5.3.4 whitespace tokenizer

  • effect

    This tokenizer splits when spaces are encountered.

  • Example

    // GET http://localhost:9200/_analyze
    // body内容
    {
          
          
        "text":"I like&steak!",
        "tokenizer": "whitespace"
    }
    

    The result is as follows:

    Insert image description here

5.3.5 lowercase tokenizer

  • effect

    This tokenizer is similar to the letter tokenizer. It will split non-alphabetic text, and it will convert each segmented term into lowercase. This filter will also discard non-alphabetic text terms.

    It is equivalent to a combination of letter tokenizer and lowercase term filter, but has higher performance.

  • Example

    // GET http://localhost:9200/_analyze
    // body内容
    {
          
          
        "text":"I,like&steak和西红柿!and#you",
        "tokenizer": "lowercase"
    }
    

    The result is as follows:

    Insert image description here

5.3.6 classic tokenizer

  • effect

    This tokenizer segments text based on grammatical rules and is very useful for segmenting English documents . It works very well on acronyms, company names, email addresses, and Internet host names.

  • Example

    // GET http://localhost:9200/_analyze
    // body内容
    {
          
          
        "text":"My mail is [email protected]",
        "tokenizer": "classic"
    }
    

    The result is as follows:

    Insert image description here

5.3.7 keyword tokenizer

  • effect

    This tokenizer is a "noop" tokenizer that takes any text given and outputs the exact same text as a single term. It can be combined with term filters to normalize output, such as lowercase email addresses.

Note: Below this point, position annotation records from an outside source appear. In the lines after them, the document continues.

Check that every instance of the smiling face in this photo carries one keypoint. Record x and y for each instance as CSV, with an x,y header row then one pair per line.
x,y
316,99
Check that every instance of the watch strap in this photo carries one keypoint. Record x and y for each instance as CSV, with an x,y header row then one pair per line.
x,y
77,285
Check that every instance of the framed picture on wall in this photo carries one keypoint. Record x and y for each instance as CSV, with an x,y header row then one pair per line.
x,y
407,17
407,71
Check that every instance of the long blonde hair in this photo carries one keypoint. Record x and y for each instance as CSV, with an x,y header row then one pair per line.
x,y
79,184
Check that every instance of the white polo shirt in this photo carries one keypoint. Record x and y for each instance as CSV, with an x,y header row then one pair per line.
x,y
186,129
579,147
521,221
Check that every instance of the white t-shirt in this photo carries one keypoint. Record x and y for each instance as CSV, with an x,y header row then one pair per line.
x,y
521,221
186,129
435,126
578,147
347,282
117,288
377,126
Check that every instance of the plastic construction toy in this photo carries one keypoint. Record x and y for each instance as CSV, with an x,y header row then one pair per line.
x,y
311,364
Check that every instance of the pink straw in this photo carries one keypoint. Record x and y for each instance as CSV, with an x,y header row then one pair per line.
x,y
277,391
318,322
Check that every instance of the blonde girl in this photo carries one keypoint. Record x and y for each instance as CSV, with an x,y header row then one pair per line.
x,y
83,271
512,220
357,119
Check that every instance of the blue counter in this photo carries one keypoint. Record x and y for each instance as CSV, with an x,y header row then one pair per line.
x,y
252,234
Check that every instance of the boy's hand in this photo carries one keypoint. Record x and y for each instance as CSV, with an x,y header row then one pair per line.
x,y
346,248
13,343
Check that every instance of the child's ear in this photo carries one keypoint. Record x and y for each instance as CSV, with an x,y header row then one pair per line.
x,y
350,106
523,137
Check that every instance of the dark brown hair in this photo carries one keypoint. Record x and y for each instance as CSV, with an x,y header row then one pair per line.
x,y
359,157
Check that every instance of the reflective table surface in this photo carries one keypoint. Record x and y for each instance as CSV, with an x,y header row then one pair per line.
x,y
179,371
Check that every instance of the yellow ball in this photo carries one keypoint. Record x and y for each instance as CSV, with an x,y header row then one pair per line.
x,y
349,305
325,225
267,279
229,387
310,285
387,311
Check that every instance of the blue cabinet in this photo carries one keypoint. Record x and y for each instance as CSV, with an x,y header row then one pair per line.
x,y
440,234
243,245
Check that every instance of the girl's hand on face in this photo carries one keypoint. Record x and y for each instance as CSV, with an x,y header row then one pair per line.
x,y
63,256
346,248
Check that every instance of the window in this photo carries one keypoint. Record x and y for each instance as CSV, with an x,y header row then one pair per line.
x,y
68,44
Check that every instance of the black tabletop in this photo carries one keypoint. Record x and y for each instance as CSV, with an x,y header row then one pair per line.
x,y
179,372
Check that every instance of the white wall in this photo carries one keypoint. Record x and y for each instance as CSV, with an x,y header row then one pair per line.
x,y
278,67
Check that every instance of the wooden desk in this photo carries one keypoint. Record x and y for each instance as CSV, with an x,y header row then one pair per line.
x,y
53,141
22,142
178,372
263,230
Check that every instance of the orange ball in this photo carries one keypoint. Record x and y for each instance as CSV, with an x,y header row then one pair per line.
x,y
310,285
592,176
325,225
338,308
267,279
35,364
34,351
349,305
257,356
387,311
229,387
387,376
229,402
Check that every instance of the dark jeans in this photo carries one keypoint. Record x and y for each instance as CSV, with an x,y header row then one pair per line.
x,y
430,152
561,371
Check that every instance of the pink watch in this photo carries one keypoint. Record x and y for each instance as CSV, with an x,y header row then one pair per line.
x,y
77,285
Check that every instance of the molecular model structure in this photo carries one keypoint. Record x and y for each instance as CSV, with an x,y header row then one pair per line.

    That is, treat the input text as a whole

  • Example

    // GET http://localhost:9200/_analyze
    // body内容
    {
          
          
        "text":"I like steak !",
        "tokenizer": "keyword"
    }
    

    The result is as follows:

    Insert image description here

5.3.8 pattern tokenizer

  • effect

    This uses regular expressions to split text into terms when word separators are matched, or to capture matching text as terms.

    The default mode is \W+, which splits text when non-word characters are encountered.

  • Example

    Split text into terms when matching word separators

    // GET http://localhost:9200/_analyze
    // body内容
    {
          
          
        "text":"test,pattern,tokenizer!!!",
        "tokenizer": {
          
          
            "type":"pattern",
            "pattern":","
        }
    }
    

    According to "," word segmentation

    The result is as follows:

    Insert image description here

    Capture matching text as terms

    // GET http://localhost:9200/_analyze
    // body内容
    {
          
          
        "text":"\"test\"\"pattern,tokenizer!!!\"",
        "tokenizer": {
          
          
            "type":"pattern",
            "pattern":"\"((?:\\\\\"|[^\"]|\\\\\")+)\"",
            "group":1 
        }
    }
    

    Capture values ​​enclosed in double quotes

    The group here refers to the group() api of Java's Matcher object.

    The result is as follows:

    Insert image description here

5.4 Term filter

5.4.1 Function

Term filters accept a stream of terms from the tokenizer and can modify terms (e.g. lowercase), remove terms (e.g. remove stop words), or add terms (e.g. synonyms).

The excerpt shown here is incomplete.